Aunque no se relatan con detalle los grandes acontecimientos de la historia de Israel, se recogen breves noticias sobre algunos episodios significativos, especialmente los relacionados con el asentamiento de las tribus en las diversas zonas de la tierra prometida. También en este caso se mantiene el objetivo de destacar la ciudad de Jerusalén, resaltar la continuidad del pueblo y legitimar las funciones de cada tribu, en particular las de los levitas. Así se omite cualquier alusión a Moisés y al Éxodo que podría empañar la procedencia lineal de Abrahán; en cambio se subrayan los hechos, personas o lugares que acentúan la identidad del pueblo. De este modo, mientras que en el Génesis la tribu de Judá ocupa el cuarto lugar entre los hijos de Jacob (Israel) (cfr Gn 29,35; 35,23; 46,12; 49,8; cfr también 1 Cro 2,1), aquí pasa a ocupar el primer lugar (cfr 1 Cro 2,3; 12,25), pues ella recibió en herencia Jerusalén y de ella nació David. Lo mismo ocurre con la tribu de Leví, tan importante en la sociedad postexílica: se reseñan varias listas genealógicas y se enumeran varios grupos de ciudades levíticas (cfr 5,27-6,66).
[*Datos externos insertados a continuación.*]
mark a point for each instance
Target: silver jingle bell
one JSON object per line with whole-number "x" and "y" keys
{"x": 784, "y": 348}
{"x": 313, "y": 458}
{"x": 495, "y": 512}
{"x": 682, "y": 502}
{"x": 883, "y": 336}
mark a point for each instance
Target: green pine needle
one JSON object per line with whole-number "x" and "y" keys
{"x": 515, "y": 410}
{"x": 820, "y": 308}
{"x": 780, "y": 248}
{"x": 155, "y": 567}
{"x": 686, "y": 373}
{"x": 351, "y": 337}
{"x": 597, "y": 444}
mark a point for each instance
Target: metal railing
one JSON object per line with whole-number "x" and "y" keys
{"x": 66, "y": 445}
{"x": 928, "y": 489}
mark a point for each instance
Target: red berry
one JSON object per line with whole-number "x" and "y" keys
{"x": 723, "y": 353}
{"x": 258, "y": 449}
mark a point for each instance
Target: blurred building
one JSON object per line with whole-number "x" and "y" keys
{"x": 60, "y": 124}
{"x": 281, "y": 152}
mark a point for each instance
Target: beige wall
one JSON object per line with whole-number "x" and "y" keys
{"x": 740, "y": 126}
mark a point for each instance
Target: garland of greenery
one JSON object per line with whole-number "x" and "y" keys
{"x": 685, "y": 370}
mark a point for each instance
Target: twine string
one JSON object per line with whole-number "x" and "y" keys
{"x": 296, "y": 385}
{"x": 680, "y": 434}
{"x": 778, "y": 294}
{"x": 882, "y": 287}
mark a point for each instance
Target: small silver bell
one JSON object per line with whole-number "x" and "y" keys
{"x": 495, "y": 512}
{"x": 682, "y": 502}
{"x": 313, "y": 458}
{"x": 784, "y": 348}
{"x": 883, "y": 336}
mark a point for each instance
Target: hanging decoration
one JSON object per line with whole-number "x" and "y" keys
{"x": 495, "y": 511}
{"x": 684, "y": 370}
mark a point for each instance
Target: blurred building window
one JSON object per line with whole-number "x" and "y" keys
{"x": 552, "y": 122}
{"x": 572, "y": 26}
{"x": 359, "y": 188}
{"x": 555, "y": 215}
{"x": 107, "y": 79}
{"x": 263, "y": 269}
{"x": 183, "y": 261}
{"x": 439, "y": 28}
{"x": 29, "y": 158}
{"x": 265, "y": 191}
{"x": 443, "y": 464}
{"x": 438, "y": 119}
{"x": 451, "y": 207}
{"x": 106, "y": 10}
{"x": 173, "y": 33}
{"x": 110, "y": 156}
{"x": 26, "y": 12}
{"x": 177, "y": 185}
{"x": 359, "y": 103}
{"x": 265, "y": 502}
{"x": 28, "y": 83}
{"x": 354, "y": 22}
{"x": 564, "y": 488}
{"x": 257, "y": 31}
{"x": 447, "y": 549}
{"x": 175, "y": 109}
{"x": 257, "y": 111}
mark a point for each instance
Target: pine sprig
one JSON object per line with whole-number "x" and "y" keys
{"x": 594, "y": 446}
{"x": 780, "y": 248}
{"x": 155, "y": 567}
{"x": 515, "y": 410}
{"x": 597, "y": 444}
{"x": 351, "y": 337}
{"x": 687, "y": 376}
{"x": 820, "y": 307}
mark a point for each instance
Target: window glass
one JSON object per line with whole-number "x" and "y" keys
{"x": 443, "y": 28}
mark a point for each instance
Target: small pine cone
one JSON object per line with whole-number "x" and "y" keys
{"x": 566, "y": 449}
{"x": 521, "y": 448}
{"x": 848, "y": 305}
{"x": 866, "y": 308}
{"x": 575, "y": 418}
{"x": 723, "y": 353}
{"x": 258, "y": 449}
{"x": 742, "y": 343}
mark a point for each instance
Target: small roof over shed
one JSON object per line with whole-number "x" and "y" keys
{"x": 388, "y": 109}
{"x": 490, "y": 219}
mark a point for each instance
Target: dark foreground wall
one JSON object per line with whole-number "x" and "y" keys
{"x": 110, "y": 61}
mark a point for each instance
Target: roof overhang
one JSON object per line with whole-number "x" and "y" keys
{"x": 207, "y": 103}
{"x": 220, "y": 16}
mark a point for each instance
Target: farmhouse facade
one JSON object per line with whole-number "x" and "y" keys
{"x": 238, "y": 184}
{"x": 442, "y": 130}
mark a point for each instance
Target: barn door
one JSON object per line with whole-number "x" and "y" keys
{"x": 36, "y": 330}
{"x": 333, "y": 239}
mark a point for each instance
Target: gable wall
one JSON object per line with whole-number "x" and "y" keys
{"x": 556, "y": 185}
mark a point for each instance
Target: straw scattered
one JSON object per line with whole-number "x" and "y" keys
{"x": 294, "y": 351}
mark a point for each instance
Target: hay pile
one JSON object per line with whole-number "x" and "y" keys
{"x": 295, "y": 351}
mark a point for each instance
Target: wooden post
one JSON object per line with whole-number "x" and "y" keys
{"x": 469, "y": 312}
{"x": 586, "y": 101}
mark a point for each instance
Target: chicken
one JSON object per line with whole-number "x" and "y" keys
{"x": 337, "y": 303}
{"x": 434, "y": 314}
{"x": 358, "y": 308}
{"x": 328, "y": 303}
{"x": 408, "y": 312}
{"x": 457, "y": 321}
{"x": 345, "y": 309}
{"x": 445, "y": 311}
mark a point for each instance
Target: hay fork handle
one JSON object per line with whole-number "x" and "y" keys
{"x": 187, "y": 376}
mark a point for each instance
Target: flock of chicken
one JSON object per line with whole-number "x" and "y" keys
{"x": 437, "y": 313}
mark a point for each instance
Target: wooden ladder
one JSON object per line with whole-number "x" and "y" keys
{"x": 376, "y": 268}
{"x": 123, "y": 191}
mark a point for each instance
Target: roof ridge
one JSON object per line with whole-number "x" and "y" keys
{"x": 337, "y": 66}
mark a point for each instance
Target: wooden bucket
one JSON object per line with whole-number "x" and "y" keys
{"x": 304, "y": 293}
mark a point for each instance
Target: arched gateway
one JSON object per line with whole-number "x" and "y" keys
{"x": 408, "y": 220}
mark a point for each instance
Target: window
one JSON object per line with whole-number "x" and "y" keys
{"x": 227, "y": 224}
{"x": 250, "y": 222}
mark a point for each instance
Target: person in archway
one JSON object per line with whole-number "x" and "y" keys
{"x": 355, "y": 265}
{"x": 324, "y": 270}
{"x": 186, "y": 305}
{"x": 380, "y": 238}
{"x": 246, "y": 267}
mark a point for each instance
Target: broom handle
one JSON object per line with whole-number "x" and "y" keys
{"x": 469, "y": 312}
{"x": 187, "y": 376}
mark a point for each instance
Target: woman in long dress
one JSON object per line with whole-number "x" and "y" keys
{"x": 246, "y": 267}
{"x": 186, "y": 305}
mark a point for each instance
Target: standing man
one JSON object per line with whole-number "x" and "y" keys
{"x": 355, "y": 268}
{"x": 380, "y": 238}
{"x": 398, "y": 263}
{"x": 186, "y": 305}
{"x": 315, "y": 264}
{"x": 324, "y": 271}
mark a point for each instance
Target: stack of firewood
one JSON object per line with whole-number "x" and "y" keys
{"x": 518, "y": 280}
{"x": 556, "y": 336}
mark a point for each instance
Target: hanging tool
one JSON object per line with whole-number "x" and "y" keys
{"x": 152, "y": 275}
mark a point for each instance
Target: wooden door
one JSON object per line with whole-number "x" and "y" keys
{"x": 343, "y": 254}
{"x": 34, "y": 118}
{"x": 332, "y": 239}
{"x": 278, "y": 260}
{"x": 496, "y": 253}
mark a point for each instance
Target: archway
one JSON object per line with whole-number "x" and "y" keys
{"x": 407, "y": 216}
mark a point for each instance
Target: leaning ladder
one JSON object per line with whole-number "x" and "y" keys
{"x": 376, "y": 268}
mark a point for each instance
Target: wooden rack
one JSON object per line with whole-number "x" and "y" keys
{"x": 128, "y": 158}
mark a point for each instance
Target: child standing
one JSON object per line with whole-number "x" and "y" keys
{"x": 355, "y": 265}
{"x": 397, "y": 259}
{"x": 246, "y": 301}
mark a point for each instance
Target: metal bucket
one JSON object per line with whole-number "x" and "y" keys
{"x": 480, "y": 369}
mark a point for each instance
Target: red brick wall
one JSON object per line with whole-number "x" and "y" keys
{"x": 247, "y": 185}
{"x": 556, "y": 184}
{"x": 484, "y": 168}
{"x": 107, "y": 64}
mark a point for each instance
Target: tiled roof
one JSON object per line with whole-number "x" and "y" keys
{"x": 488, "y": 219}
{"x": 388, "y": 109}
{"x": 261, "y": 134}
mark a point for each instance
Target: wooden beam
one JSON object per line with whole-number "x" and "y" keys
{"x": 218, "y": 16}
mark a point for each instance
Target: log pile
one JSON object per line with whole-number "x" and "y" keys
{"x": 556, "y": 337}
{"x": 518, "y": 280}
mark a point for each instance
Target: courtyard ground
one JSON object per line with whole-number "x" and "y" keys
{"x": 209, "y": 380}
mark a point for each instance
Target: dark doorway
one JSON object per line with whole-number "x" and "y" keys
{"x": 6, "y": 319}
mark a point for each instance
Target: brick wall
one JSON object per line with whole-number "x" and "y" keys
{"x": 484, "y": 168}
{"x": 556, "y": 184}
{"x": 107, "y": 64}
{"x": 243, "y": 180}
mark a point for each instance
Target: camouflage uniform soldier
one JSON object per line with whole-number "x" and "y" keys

En el primer gran periodo (1,1-54) Jacob es nombrado como Israel (v. 34), probablemente porque el Cronista piensa más en la unidad del pueblo que en los hechos históricos del progenitor. A los descendientes de Esaú (vv. 35-53) se les dedica bastante atención pero no volverán a aparecer en todo el libro. De este modo se concede una cierta relevancia a los edomitas (descendientes de Esaú/Edom), pero muy escasa si se compara con los israelitas (descendientes de Jacob/Israel), que van a ocupar el resto del libro. Solamente hay una breve alusión a un dato histórico: «Antes de que hubiera rey en Israel» (v. 43), dejando así constancia de que la monarquía fue un hito fundamental en la historia del pueblo de Abrahán; cabría decir que todo lo anterior es prehistoria.
El segundo periodo (caps. 2-7) comprende los largos años que van desde el nacimiento de las tribus de Israel hasta su asentamiento definitivo en las distintas zonas de Palestina. También aquí la intención doctrinal del Cronista orienta la elaboración de las listas realzando la descendencia de Judá (cap. 2), y, sobre todo, la de David (cap. 3) como figura culminante en la historia y punto de referencia para la identidad del pueblo. Del mismo modo se destaca la tribu de Benjamín, en cuyo territorio está la Ciudad Santa de Jerusalén (7,6-12; 8,1-40). Finalmente se da especial relieve a la tribu de Leví (6,1-66) haciendo constar los miembros que la componen, las funciones que desempeñan en el Templo y las ciudades que ocupan.
Los capítulos 8-9 constituyen un apéndice sobre los descendientes de Benjamín, entre los que sobresale Saúl, el primer rey de Israel, y sobre los habitantes de Jerusalén antes y después del destierro. Entre los que regresaron y ocuparon sus antiguas posesiones destacan las familias levitas. Estas genealogías últimas ponen más de relieve la estrecha relación de los repatriados con los antepasados de Saúl y de David; y, por tanto, el derecho a la herencia de las promesas patriarcales. La doctrina que subyace en las listas pervive hasta el Nuevo Testamento, donde las genealogías de Jesús (cfr Mt 1,1-16; Lc 3,23-38) le vinculan con los patriarcas, con David y con los repatriados de Babilonia. De esta forma los evangelistas confiesan que con Jesús da comienzo la plenitud de la historia de la salvación que en ningún momento llegó a interrumpirse.